Rare plants now thrive in former copper site

Sam Bosanquet

A range of rare plants are now thriving in one of the most industrialised sites in South Wales after work was carried out to enhance the area.

Natural Resources Wales (NRW) worked in partnership with Swansea Council and Buglife Cymru to restore the site after rare plants which thrive in land contaminated by metals were discovered.

The site is known to be home to rare mosses, lichens and sandwort, a flower only known from two sites in South Wales.

The Six Pit Swansea Vale and White Rock in Swansea was formally an old copper smelting area known as Copperopolis. This left behind an open habitat where the soils have high levels of heavy metals such as lead, chromium or copper.

Areas of the land were opened up and scrub along the railway line was removed, helping to restore and connect the habitat for bees and other pollinators. This also improved access to the cycling path. Waste material was also cleared, and the rare plants were reintroduced to the area.

Kerry Rogers senior conservation officer at Natural Resources Wales said:

“The work to preserve the area is a great example of partners coming together to protect and enhance an important site for Wales’ natural heritage.

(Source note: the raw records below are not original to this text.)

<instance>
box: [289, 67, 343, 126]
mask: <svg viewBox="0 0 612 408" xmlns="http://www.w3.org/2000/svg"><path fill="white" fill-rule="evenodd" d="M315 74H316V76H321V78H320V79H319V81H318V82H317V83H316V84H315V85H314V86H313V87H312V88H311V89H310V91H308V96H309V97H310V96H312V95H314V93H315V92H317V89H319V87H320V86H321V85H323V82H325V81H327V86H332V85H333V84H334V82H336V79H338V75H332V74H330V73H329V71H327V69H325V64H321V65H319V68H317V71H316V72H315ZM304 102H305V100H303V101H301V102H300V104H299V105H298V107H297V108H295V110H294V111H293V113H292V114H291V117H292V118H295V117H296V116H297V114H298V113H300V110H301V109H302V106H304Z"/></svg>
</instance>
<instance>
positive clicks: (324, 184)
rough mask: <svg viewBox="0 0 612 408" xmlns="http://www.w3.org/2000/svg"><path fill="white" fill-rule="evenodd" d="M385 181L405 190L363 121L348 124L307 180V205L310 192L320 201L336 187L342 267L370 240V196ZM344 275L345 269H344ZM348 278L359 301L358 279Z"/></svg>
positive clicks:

It shows how natural diversity can come in many forms.

“Removing the scrub and opening up the area helped us to promote a good habitat for bees and insects as well as the rare metal-loving plants and improved access for people by opening up the cycling path.

“We’re now looking at how we can use the site for educational purposes by setting up a geo-cashing project with the local schools.”

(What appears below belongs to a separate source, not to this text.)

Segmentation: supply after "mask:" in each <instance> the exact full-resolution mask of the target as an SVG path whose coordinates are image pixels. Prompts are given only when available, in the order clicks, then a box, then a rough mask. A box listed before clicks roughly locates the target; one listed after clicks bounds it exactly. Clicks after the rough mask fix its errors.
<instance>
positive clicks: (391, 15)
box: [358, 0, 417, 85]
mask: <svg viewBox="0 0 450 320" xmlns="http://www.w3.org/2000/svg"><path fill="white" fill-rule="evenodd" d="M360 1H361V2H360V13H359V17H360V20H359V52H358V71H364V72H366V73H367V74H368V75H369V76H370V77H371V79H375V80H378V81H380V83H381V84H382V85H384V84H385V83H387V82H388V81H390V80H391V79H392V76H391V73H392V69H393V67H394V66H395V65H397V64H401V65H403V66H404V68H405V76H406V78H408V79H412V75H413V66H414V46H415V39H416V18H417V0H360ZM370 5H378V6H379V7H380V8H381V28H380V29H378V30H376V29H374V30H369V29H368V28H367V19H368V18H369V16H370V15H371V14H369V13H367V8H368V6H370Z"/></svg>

Sean Hathaway for Swansea Council said:

“It is important to look after and protect our valuable wildlife sites not only for the sake of the plants and animals themselves but also for the community to visit and enjoy.”

Clare Dinham Wales Manager for Buglife Cymru said:

“We were really pleased to work with NRW and Swansea Council to enhance the biodiversity of these sites and improve habitat connectivity within the lower Swansea Valley as part of the South Wales B-Lines project.

This area is a haven for wildlife located within an urban setting and demonstrates the important role that brownfield sites can play in nature conservation. The site also lies within a B-Line  corridor – a Wales wide landscape scale habitat connectivity corridor for pollinators and other wildlife.”

The site was declared by NRW as a Site of Special Scientific Interest (SSSI) in late 2017 after the rare plants were discovered.

Thirteen specialist species of lichen have been recorded on the SSSI, which is a third of all the types of metal-loving lichens in Britain.